Già nel 2001 ricercatori di diverse istituzioni andavano denunciando la presenza di mais transgenico in certe regioni (soprattutto nello stato meridionale di Oaxaca). Pochi gli facevano caso, a cominciare dal governo che li segnalava come provocatori. Poi nel marzo 2005 il Congresso messicano ha approvato la nuova Legge di Biosicurezza di Organismi Geneticamente Modificati. Esplosero le polemiche, soprattutto tra le organizzazioni contadine e ambientaliste messicane, che la chiamarono «legge Monsanto». La normativa, che permetteva la sperimentazione di coltivazioni transgeniche in suolo messicano, ha subito importanti modifiche lo scorso 6 marzo, con un nuovo regolamento pubblicato sulla Gazzetta Ufficiale della federazione. Le nuove norme trasformano il «Regime di protezione speciale del mais» da strumento giuridico, quindi vincolante, a strumento informativo e dunque non obbligatorio. Inoltre, la legge che permette la sperimentazione prevede anche i programmi sperimentali siano sempre e comunque sovvenzionati dal governo. In pratica, ora chiunque potrà seminare mais transgenico senza doversi sottomettersi alle restrizioni di legge, e a spese dell’erario pubblico.
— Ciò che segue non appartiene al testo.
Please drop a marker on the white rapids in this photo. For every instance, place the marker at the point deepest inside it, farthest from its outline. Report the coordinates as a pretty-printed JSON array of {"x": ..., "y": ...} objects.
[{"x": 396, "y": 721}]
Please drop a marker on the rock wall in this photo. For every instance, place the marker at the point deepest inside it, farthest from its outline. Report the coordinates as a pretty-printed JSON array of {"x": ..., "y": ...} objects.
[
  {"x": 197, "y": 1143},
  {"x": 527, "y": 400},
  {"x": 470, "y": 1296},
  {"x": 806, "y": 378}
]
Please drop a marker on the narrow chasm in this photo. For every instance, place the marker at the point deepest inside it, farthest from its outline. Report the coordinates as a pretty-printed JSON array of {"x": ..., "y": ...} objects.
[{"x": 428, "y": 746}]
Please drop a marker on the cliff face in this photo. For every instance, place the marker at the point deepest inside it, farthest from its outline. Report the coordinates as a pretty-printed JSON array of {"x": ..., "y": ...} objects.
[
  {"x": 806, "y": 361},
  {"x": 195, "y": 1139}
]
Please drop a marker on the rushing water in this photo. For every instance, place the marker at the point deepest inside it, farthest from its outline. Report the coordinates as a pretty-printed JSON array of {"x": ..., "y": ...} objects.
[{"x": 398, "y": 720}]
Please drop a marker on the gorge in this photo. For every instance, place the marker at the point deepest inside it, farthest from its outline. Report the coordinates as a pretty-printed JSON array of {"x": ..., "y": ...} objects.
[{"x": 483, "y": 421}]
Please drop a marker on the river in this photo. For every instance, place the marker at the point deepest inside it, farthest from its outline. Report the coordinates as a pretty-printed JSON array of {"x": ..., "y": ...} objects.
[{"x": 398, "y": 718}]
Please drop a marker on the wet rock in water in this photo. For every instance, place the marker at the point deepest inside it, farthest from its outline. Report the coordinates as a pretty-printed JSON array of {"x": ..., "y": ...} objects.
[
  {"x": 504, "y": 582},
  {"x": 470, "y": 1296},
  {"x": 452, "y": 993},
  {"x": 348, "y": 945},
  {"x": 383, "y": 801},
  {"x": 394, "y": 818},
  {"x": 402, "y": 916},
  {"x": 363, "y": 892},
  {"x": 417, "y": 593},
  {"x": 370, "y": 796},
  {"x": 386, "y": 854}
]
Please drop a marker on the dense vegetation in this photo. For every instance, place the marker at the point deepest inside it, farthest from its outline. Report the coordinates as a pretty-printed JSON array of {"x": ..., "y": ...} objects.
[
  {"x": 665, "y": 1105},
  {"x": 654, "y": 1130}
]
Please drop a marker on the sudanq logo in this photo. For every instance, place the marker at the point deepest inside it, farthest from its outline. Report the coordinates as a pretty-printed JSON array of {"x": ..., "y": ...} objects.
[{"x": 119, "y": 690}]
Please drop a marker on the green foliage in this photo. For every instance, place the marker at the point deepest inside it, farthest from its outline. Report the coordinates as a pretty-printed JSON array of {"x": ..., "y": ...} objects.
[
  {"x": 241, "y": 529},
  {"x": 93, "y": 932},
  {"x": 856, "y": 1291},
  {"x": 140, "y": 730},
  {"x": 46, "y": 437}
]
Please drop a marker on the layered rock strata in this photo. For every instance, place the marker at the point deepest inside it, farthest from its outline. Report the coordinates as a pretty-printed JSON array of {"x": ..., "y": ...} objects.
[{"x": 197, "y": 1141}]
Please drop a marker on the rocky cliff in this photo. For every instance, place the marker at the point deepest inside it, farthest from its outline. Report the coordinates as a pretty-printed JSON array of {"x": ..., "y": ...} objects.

Via libera dunque alla sperimentazione transgenica anche sul mais.
Le conseguenze e i rischi sono molti. Da un lato, denunciano le Ong del settore e le organizzazioni dei contadini, vi sono i rischi per la salute. Spiegano che non vi sono studi sufficientemente ampli ed approfonditi che garantiscano l’assenza di rischi, non solo per il mais commestibile, ma anche per quello che già da anni si utilizza per la fabbricazione di plastiche biodegradabili e antibiotici. Un altro aspetto, spiegano i ricercatori della Unione degli scienziati impegnati con la società, è che «il governo federale garantisce l’impunità a coloro che contamineranno con semi transgenici i campi del paese e mette in serio pericolo la sovranità alimentare del Messico». Così inoltre si aprono le porte alla multinazionali del settore, denunciano, visto che in Messico l’85% dell’agricoltura è in mano ai piccoli produttori.
Appare chiaro dunque che la strategia delle multinazionali, oltre a far approvare leggi a loro favorevoli, è quella di deruralizzare il paese, ovvero obbligare i contadini e piccoli produttori a usare i loro semi, magari contaminando i campi nel paese (a oggi, sono 6 gli stati messicani in cui si è potuto trovare mais transgenico). Ma in un panorama in cui, tra Trattato di Libero Commercio (Nafta) e mancanza quasi assoluta di qualsiasi sussidio all’agricoltura, i contadini messicani sono già la prima categoria produttiva del paese ad affollare le liste di migranti verso nord, questa nuova iniziativa del governo in appoggio alle multinazionali dell’alimentazione rischia di sancire una volta per tutte il monopolio dell’industria agricola multinazionale sulla produzione locale di mais.
È per questo che Elena Álvarez Buylla, dell’Unione degli Scienziati, avverte il governo messicano: «Se non si impone una moratoria sul mais transgenico, non solo si pongono in pericolo le varietà autoctone, ma si relegherà i piccoli produttori a essere parte di lucrativi affari delle imprese private».